South Korea’s cryptocurrency market saw a wave of new token listings in the first half of 2025, widening investor choice — but also exposing the market’s persistent volatility and regulatory fragility.
According to new data from the Financial Intelligence Unit (FIU) and the Financial Supervisory Service (FSS), the number of cryptocurrencies available for trading on Korean exchanges rose to 1,538 as of June, up 13% from 1,357 at the end of last year. That expansion came even as delistings, risk warnings, and project failures accelerated.
More Coins, But Investors Stick to Majors
The increase in listed tokens was driven largely by Korea’s won-denominated exchanges, which added an average of 36 new assets per platform, bringing their average coverage to 260. Coin-to-coin markets remained flat, offering about 20 assets on average.
Excluding duplicate listings across multiple exchanges, there were 653 unique assets traded domestically — a 9% rise from six months earlier. Yet, despite the proliferation of tokens, investor attention remained heavily concentrated in global blue chips.
Of the top 10 cryptocurrencies by domestic market capitalization, six — Bitcoin, Ethereum, XRP, Solana, Dogecoin, and Cardano — overlapped with the global top 10. Together, these major assets accounted for 78% of Korea’s total crypto market capitalization, underscoring how both institutional and retail investors continue to cluster around large-cap tokens.
Homegrown Coins Shrink as Single Listings Decline
The number of tokens listed exclusively on a single domestic exchange fell slightly to 279, down from 287 at the end of 2024. Among these, 86 were locally issued Korean projects — an 11% decline.
The market capitalization of single-listed tokens dropped 33% to ₩1.3 trillion ($940 million), just 1% of the total domestic crypto market.
Within that, homegrown single-listing projects made up ₩780 billion — up 9% from the previous half, but still a negligible fraction of total market value.
In coin-to-coin markets, single-listed tokens continued to dominate, representing 96% of total capitalization at ₩470 billion — a 14% rise. Eight of the top 10 assets traded in those non-fiat markets were single listings.
Yet almost half of all single-listed tokens — 43% or 121 projects — had market caps under ₩100 million ($70,000), reflecting extremely low liquidity and high volatility. Regulators warned that such small-cap projects pose elevated risks to market stability and investor protection.
Listings Surge 83%, Delistings Nearly Double
The report showed an 83% jump in new listings, reaching 232 during the first half of 2025. Won-based markets accounted for most of the activity with 207 new listings (+80%), while coin-to-coin markets saw 25 (+108%).

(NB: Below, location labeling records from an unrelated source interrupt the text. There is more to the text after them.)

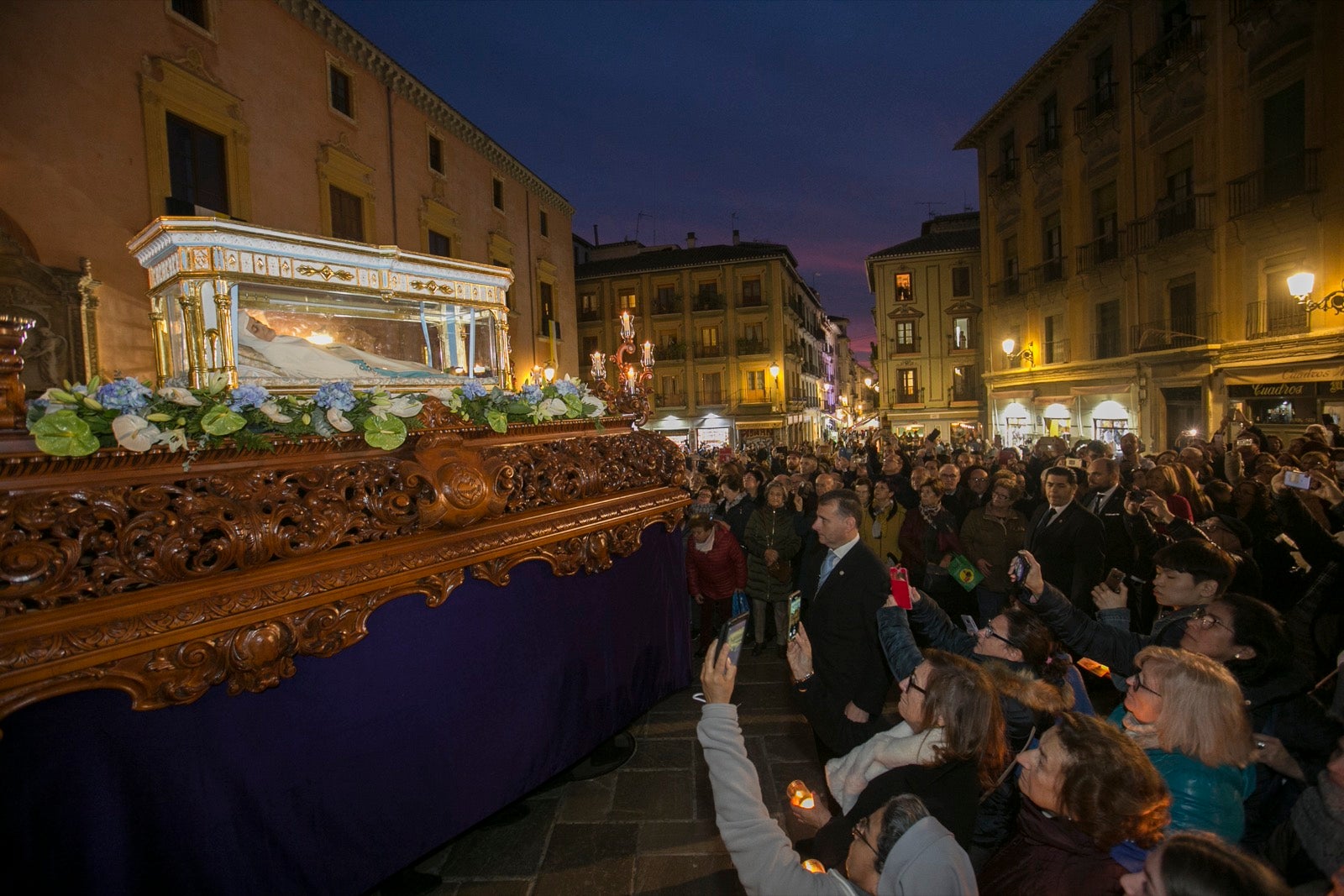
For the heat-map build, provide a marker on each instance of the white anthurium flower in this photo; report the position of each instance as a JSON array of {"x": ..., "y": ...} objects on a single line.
[
  {"x": 178, "y": 396},
  {"x": 338, "y": 419},
  {"x": 134, "y": 432},
  {"x": 551, "y": 407},
  {"x": 405, "y": 406},
  {"x": 272, "y": 411}
]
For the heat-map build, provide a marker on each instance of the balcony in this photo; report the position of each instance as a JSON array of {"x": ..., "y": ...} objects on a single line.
[
  {"x": 711, "y": 396},
  {"x": 1048, "y": 271},
  {"x": 1007, "y": 288},
  {"x": 1274, "y": 183},
  {"x": 669, "y": 352},
  {"x": 709, "y": 351},
  {"x": 1095, "y": 109},
  {"x": 1182, "y": 43},
  {"x": 964, "y": 344},
  {"x": 1108, "y": 344},
  {"x": 1097, "y": 253},
  {"x": 1176, "y": 332},
  {"x": 1265, "y": 320},
  {"x": 667, "y": 305},
  {"x": 709, "y": 302},
  {"x": 1054, "y": 352},
  {"x": 1171, "y": 217},
  {"x": 669, "y": 399}
]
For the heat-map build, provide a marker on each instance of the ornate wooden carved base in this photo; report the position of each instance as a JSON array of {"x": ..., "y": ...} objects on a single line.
[{"x": 125, "y": 571}]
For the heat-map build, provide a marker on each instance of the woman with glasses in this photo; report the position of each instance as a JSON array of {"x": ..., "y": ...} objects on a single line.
[
  {"x": 992, "y": 535},
  {"x": 1085, "y": 790},
  {"x": 1186, "y": 711},
  {"x": 948, "y": 748}
]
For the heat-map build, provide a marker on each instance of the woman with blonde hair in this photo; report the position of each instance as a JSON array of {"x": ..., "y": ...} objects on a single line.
[{"x": 1187, "y": 712}]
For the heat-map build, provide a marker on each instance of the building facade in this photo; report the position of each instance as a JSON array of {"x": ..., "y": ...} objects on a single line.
[
  {"x": 1148, "y": 186},
  {"x": 743, "y": 348},
  {"x": 273, "y": 113},
  {"x": 927, "y": 308}
]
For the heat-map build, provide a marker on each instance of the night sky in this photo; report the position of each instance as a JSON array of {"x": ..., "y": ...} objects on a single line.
[{"x": 822, "y": 125}]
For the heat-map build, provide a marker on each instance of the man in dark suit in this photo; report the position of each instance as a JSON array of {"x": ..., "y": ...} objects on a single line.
[
  {"x": 1106, "y": 501},
  {"x": 1068, "y": 539},
  {"x": 844, "y": 584}
]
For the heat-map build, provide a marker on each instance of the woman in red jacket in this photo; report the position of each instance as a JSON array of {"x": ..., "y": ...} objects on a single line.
[{"x": 714, "y": 570}]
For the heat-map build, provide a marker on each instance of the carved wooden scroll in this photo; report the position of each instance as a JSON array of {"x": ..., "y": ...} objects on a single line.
[{"x": 127, "y": 571}]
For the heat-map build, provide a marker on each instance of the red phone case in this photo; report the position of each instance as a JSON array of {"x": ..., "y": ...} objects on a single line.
[{"x": 900, "y": 589}]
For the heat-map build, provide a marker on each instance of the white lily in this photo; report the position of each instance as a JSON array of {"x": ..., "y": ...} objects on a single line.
[
  {"x": 134, "y": 432},
  {"x": 178, "y": 396},
  {"x": 338, "y": 418},
  {"x": 272, "y": 411}
]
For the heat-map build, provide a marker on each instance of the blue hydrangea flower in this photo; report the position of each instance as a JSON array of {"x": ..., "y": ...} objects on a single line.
[
  {"x": 125, "y": 396},
  {"x": 339, "y": 396},
  {"x": 246, "y": 396}
]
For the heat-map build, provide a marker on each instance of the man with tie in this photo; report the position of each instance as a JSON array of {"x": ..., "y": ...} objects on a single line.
[
  {"x": 1068, "y": 540},
  {"x": 844, "y": 584}
]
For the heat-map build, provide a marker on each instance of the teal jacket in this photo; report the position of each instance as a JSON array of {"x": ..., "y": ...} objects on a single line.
[{"x": 1203, "y": 799}]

However, delistings also surged. A total of 58 tokens were removed from trading — an 87% increase from the previous half.
Most were attributed to project-level failures (80%), including unsustainable business models, poor token management, or foundation-related risks. Other causes included investor protection concerns (2%) and technical issues (2%).
Of the 47 unique assets delisted during the period, two-thirds (31 tokens) were single-listed projects — underscoring the vulnerability of tokens that lack global exposure or multi-exchange support.
The number of “watchlist” tokens flagged for potential problems also climbed to 72, up 11% from late 2024, suggesting persistent structural risks in Korea’s altcoin ecosystem.
A Maturing But Risk-Prone Market
The findings come from the FIU and FSS’s semiannual survey of 25 domestic virtual asset businesses, including 17 exchanges and 8 custodians, covering the period from January to June 2025.
While the data point to a broadening of crypto assets available to Korean investors, they also highlight the market’s bifurcation — between a few global blue chips commanding the bulk of capital and a long tail of speculative, thinly traded coins.
That contrast underscores a paradox of Korea’s crypto industry: one of the most active retail markets in the world, yet still dominated by speculative microcaps and regulatory uncertainty.